# Proving the basic identity which implies the Chern-Weil theorem

If $E$ is a complex vector bundle over a manifold $M$ then one defines the space of vector valued $p$-differential forms on them as $\Omega^p(M,E) = \Gamma ( \wedge ^p (T^*M) \otimes E)$

The connection be defined as the map , $\nabla: \Gamma(E) \rightarrow \Omega^1(M,E)$ satisfying $\nabla(fX) = df\otimes X+f\nabla X$ where $f \in C^{\infty}(M)$ and $X \in \Gamma(E)$

• Can't the connection be thought of as an element of $\Omega^1(M,End(E))$? Difference of two connections though not a connection is such an element.

Curvature of the connection is defined as the map, $$R = \nabla \circ \nabla : \Gamma(E) \rightarrow \Omega^2(M,E)$$

Corresponding definition of "trace" is as a map $Tr: \Omega^p(M,End(E))\rightarrow \Omega^p(M)$ satisfying some natural conditions.

One can show that if $A,B \in \Omega^p(M,End(E))$ then $Tr[A,B]=0$

The crucial relationship from which a version of the Chern-Weil Theorem becomes almost immediately obvious is this,

$$dTr[A] = Tr[[\nabla,A]]$$

The argument for this begins by choosing a different connection say $\nabla'$ and seeing that, $$Tr[[\nabla',A]] = Tr[[\nabla,A]]$$

Hence the RHS of the desired equation is independent of the connection chosen and hence it can be evaluated for any connection to get the LHS. Using the fact that the a bundle is locally trivial one can choose the "trivial" connection and this should apparently yield $dTr[A]$

• Here I can't see what is a "trivial connection". It would help if someone can write that down in local trivializing coordinates. And how for that does the evaluation of the Tr give a de-Rham derivative of the Tr. The appearance of the de-Rham derivative on the LHS looks very mysterious and thats what makes the Chern-Weil Theorem click! It would help if someone can give the intuition behind this.

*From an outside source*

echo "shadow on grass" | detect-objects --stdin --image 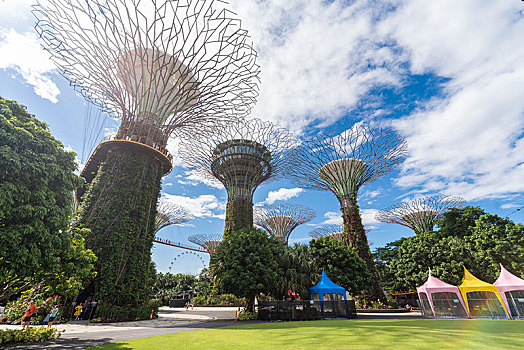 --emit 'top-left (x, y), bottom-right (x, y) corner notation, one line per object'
(4, 338), (121, 350)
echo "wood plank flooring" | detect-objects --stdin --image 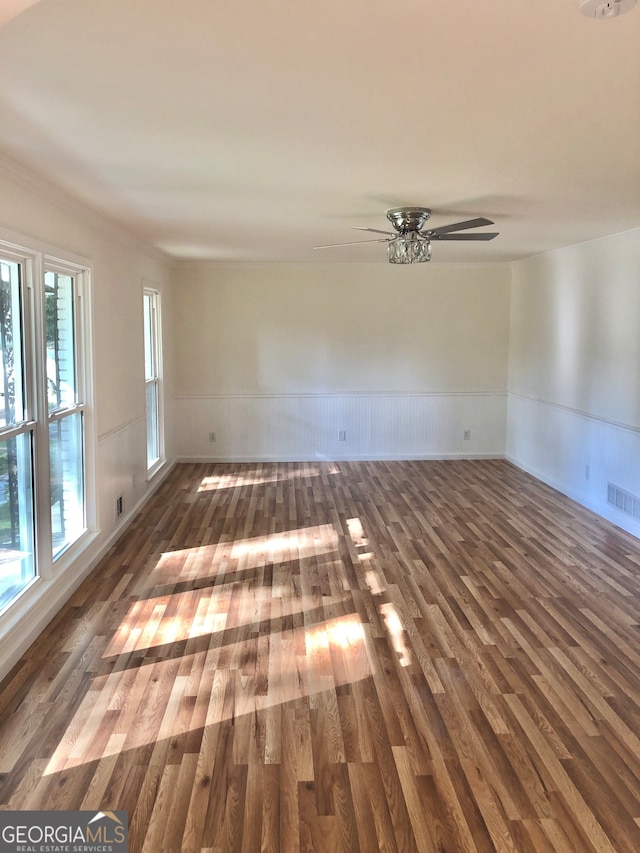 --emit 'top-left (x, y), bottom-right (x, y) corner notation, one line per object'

One defines the Chern form as $det(I + \frac{\sqrt{-1}}{2\pi}R)$

• In this definition $I$ is the identity automorphism of $E$ but $R$ takes values in $\Omega^2(M,End(E))$. Then how is the "+" defined?

What is a good reference for this approach to Chern-Weil Theory in the language of connections and curvature? I found the notation of Kobayashi's lectures very old to relate to and Weiping's book is too terse and Milnor-Stasheff's book does it in the language of cohomology.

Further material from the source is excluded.